For 48 hours over four days, I watched every men's and women's game and highlight available on basic cable, including DAY-DEP and RICH-WISC and PAC-PROV, and two dozen other matchups that now read, a week later, like a Pentagon parts list. (We had lotsa laughs, LALAF, but I no longer remember who you are.)

In one terrible, 12-hour interregnum of inertia, I didn't leave the couch. On the way to One Shining Moment, I enjoyed One Reclining Moment, instantly followed by 2,779 more. From Thursday through Sunday I felt as though I really did eat, drink and sleep basketball—gorging on Gumbelaya and Spanarkeling water and passing out after midnight to SportsCenter highlights. This may explain my weird, recurring fever dream of George Washington women's star Ugo Oha, whistled repeatedly for flagrant vowels.

I had waking visions, too. What has 64 colors and comes in a box? Crayolas and the televised tournaments—although I eventually learned to tell Forest Green and Carnation Pink (they're crayons) from Kerbrell Brown and LucQuente White (they're players). Turquoise Blue? Crayola crayon. Nikki Blue? UCLA guard.

Like crayons, each team in the tournament's 64-pack was, at the start, pregnant with creative possibility. I filled out my men's bracket by flipping a coin for every game—heads the higher seed wins, tails the lower seed wins—and my 1993 quarter prophesied a preposterous final in which No. 8 seed Alabama would lose to No. 10 seed Nevada. What's more, the obverse of the coin was stamped with the name of yet another underdog, Liberty, just above the head of another low seed, Washington.

The coin's reverse bore what should be the tournament's motto: E Pluribus Unum. Indeed, moments after Bob Barker—The Price Is Right host, not the Xavier guard—urged me to have my pets spayed or neutered last Thursday, CBS turned its Cyclops eye on the tournament, in which, almost immediately, Gators and Wildcats and Salukis were ritually emasculated. Already, we'd begun winnowing the field E Pluribus ("from many") to Unum ("one").

My chronicle of the four days of house arrest that followed belongs less in SI than in The New England Journal of Medicine, as I voluntarily developed—in the interest of scientific inquiry—the first clinical case of March Madness.

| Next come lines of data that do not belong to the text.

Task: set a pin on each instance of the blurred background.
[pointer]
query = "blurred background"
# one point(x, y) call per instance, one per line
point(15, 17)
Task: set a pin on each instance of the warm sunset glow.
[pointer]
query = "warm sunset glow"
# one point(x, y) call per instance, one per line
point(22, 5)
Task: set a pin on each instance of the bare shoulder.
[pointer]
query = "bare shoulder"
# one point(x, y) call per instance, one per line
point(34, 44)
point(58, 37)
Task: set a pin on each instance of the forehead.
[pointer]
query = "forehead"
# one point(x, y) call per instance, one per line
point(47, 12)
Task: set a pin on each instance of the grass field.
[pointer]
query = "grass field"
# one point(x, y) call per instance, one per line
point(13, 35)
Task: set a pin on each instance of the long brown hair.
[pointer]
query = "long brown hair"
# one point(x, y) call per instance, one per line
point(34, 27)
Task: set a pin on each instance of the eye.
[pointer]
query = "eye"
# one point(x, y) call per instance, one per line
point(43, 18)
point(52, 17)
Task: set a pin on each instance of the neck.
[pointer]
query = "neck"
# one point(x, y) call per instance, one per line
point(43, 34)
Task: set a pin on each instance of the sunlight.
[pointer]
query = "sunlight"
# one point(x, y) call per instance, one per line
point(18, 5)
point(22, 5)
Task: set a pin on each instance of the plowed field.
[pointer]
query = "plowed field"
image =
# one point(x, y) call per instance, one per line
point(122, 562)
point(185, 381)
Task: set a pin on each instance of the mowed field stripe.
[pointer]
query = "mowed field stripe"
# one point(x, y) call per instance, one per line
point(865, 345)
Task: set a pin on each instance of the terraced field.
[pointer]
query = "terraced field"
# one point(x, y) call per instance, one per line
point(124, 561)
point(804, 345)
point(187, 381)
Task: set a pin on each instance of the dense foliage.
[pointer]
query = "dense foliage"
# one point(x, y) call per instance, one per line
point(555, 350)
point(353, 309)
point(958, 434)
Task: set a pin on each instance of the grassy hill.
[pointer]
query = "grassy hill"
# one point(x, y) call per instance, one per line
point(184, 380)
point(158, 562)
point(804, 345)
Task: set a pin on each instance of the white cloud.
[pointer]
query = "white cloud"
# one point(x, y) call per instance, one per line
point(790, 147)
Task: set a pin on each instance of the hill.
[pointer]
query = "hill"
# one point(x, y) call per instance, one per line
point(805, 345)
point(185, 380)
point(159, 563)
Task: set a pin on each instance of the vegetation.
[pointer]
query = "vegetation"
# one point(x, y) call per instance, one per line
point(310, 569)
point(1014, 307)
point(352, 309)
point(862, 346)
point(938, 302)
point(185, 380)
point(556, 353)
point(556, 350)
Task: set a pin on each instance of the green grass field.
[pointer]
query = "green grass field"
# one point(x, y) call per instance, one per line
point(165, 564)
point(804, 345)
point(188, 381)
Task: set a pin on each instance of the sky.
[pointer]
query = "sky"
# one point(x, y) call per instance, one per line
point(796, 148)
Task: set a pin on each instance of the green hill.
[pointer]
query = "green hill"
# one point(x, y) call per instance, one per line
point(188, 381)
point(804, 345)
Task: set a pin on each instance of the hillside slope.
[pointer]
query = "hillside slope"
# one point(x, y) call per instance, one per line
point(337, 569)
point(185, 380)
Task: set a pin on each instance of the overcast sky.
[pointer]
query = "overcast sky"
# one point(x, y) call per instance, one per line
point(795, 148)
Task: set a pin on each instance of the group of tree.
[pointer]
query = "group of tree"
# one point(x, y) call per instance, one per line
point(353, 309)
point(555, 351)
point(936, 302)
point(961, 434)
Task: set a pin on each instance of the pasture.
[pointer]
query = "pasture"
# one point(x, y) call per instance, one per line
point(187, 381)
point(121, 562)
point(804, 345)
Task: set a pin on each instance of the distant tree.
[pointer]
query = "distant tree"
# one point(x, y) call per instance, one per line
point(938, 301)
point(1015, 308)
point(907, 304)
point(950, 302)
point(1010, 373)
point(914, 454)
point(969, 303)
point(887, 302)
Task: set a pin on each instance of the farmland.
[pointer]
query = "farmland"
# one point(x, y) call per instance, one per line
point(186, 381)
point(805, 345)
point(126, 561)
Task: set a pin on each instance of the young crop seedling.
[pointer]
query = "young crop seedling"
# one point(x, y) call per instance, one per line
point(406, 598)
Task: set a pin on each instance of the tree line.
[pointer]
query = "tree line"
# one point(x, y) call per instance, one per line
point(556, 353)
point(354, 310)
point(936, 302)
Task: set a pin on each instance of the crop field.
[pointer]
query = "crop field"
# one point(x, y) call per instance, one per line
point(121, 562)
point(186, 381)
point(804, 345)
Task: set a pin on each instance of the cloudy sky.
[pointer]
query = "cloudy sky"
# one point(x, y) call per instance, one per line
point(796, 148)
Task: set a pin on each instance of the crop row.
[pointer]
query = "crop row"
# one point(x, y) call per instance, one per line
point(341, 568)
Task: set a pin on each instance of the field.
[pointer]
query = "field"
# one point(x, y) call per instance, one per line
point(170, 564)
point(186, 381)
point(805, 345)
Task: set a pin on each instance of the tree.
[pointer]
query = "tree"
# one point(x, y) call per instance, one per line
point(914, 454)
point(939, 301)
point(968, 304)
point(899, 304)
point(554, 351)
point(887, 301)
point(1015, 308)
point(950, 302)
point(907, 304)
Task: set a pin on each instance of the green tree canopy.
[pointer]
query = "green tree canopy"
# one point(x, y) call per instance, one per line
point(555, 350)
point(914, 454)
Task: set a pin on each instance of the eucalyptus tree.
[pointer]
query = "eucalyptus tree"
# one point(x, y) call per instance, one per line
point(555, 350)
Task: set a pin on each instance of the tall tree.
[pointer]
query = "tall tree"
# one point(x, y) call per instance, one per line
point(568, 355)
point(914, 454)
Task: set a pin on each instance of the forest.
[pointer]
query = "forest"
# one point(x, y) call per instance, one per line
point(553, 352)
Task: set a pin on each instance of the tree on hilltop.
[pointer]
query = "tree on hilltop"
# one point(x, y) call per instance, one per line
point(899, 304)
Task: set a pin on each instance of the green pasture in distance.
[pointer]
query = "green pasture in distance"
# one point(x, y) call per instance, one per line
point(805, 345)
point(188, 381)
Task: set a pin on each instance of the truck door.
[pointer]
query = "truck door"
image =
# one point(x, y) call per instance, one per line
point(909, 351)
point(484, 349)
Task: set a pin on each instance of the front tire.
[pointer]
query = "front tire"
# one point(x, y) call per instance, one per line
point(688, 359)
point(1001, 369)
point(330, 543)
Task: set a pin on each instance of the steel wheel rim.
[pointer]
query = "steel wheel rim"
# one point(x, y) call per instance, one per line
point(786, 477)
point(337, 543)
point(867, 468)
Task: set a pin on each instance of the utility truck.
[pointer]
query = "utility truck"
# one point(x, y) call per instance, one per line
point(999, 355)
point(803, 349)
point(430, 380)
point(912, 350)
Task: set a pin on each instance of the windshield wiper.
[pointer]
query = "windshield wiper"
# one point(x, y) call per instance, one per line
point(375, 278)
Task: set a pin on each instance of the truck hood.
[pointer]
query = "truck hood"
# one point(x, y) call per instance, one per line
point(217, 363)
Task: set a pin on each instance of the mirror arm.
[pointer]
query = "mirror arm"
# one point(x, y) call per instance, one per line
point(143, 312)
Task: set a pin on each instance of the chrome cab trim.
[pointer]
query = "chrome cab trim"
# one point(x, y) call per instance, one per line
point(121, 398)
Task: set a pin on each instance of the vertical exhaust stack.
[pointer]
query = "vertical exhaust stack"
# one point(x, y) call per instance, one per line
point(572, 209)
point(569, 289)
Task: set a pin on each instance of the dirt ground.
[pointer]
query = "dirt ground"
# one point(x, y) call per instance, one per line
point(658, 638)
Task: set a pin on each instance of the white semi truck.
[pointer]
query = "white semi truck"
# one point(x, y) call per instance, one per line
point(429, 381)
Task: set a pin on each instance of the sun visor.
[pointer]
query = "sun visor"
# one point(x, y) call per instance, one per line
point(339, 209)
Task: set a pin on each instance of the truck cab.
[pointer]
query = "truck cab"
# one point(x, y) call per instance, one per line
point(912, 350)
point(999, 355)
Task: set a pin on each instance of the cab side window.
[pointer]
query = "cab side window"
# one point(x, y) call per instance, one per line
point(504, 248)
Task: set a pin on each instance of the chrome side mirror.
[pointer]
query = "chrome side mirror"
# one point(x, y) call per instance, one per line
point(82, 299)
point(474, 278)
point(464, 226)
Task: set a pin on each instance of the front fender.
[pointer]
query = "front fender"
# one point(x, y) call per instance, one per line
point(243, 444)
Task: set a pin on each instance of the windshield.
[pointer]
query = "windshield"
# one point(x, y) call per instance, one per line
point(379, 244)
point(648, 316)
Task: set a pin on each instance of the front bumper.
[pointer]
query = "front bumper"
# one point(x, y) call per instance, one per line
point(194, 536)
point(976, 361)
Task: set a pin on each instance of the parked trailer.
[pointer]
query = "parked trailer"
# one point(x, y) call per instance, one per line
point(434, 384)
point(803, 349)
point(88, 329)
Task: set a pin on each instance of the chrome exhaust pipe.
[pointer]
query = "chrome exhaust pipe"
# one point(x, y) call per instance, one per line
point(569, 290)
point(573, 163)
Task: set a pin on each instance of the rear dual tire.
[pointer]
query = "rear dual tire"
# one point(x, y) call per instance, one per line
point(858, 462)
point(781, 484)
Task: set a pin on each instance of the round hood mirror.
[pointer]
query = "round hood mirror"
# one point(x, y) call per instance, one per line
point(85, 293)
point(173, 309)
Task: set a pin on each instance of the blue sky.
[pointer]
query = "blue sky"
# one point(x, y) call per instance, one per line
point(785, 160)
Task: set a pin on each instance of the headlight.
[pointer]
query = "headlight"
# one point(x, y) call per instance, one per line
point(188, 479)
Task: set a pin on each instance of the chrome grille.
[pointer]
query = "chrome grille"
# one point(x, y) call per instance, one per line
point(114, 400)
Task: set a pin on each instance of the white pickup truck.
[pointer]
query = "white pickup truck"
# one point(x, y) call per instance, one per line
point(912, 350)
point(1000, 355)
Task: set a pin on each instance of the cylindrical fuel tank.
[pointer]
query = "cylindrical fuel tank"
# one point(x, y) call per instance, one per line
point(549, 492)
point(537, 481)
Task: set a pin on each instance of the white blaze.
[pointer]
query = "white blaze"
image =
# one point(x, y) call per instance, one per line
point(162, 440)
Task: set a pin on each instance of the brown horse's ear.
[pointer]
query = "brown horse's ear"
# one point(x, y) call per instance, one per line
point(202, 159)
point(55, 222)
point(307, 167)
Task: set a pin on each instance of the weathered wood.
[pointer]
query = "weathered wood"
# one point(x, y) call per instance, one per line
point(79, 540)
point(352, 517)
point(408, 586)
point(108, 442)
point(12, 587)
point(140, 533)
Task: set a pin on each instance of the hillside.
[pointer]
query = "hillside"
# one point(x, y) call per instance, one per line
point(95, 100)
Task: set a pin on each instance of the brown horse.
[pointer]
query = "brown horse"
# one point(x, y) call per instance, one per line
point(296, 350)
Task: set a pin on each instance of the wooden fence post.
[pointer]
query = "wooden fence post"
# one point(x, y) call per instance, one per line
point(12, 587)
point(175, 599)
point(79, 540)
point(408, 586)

My mind began wandering within the first hour, when it became clear that Florida forward Matt Walsh—his curly locks frothing over his headband like a perfectly poured beer—looked exactly like Willy Wonka, who in turn would have invented Terry Licorish, if he weren't already playing for Mississippi State.

Speaking of hair, I admired the usual assortment of Joshes with 'fros (Childress of Stanford) and Joshes with 'rows (Boone of Connecticut). But the tournament's finest tonsorial contribution was the electrified (and electrifying) 'fro of Dexter Lyons, whose Central Florida Golden Knights are themselves an anagram of: Afro, dreadlocks lent lightning.